Daraufhin hätten die Familien einen Geologen beauftragt, den Untergrund zu prüfen. Dieser fand unter der Erde Müll statt Schotter und Erdreich. Ein Prozess um die Sanierungskosten von mittlerweile 800.000 Euro zwischen Bewohnern und der Ortschaft läuft seit rund vier Jahren. Die Gemeinde sieht sich jedoch nicht als Betreiberin der Deponie.

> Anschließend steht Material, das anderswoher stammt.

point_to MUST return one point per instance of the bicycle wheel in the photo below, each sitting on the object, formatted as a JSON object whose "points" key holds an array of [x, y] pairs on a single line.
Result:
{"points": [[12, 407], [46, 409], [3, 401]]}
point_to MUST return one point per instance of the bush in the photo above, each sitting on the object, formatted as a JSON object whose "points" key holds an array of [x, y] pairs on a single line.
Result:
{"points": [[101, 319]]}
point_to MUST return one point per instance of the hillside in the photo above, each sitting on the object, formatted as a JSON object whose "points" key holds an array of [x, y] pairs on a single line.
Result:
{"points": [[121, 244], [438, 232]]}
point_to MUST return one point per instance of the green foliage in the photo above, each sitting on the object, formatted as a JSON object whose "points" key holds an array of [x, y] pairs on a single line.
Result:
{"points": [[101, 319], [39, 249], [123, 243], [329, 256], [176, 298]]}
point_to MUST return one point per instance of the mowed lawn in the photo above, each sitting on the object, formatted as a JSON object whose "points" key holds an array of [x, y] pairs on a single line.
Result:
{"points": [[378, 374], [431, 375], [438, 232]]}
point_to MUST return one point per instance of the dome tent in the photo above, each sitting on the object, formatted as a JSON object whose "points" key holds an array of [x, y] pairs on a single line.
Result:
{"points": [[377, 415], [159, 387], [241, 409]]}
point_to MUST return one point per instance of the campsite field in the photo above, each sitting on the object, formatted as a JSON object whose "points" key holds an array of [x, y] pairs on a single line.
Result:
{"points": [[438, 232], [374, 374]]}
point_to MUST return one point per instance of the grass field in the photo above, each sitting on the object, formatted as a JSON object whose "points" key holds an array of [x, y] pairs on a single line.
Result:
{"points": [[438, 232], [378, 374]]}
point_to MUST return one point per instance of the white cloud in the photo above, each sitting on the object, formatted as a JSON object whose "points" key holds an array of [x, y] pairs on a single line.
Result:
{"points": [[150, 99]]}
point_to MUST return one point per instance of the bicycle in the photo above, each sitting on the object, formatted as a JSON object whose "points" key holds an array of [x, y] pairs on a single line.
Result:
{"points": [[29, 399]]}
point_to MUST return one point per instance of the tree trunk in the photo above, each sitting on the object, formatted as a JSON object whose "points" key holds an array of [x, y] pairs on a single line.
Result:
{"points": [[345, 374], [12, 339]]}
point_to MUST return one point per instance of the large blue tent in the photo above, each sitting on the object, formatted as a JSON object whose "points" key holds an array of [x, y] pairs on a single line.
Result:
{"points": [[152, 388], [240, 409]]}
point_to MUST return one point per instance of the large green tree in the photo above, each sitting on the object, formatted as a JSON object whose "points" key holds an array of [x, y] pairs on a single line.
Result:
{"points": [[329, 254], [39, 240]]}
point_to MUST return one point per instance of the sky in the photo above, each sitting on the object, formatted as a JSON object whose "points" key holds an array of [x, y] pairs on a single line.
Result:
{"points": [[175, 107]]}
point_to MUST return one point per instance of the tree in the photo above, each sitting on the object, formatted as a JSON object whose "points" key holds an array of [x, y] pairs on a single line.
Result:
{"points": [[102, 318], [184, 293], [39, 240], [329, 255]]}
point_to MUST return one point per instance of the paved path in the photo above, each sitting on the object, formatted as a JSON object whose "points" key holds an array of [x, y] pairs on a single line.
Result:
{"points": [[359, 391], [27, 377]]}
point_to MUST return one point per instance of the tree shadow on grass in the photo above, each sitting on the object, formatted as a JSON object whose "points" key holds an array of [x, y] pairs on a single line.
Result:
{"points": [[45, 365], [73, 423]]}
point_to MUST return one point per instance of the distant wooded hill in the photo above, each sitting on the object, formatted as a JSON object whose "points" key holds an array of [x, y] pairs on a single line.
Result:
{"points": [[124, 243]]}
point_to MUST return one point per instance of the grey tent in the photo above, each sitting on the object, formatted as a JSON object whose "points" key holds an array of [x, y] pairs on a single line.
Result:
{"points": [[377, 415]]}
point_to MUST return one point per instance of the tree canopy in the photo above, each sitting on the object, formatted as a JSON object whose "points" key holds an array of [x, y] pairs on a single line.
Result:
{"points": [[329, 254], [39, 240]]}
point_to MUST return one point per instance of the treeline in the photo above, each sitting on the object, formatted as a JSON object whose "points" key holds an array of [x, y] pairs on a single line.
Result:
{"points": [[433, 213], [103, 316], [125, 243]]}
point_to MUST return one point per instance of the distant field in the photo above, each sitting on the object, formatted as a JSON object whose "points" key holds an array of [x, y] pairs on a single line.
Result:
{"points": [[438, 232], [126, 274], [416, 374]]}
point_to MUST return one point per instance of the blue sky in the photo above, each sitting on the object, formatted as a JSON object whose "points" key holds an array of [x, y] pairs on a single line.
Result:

Diese sei von einigen Landwirten angelegt worden. Und sie sei vor der Umwidmung als saniert betrachtet worden. Angefangen hätten die Veränderungen an den Häusern mit Rissen in den Wänden. Mittlerweile hält eine Bewohnerin einen Räumungsbescheid in Händen. Bürgermeister Gerhard Krug war für eine Stellungnahme nicht erreichbar. (ver, DER STANDARD, 2.8.2012)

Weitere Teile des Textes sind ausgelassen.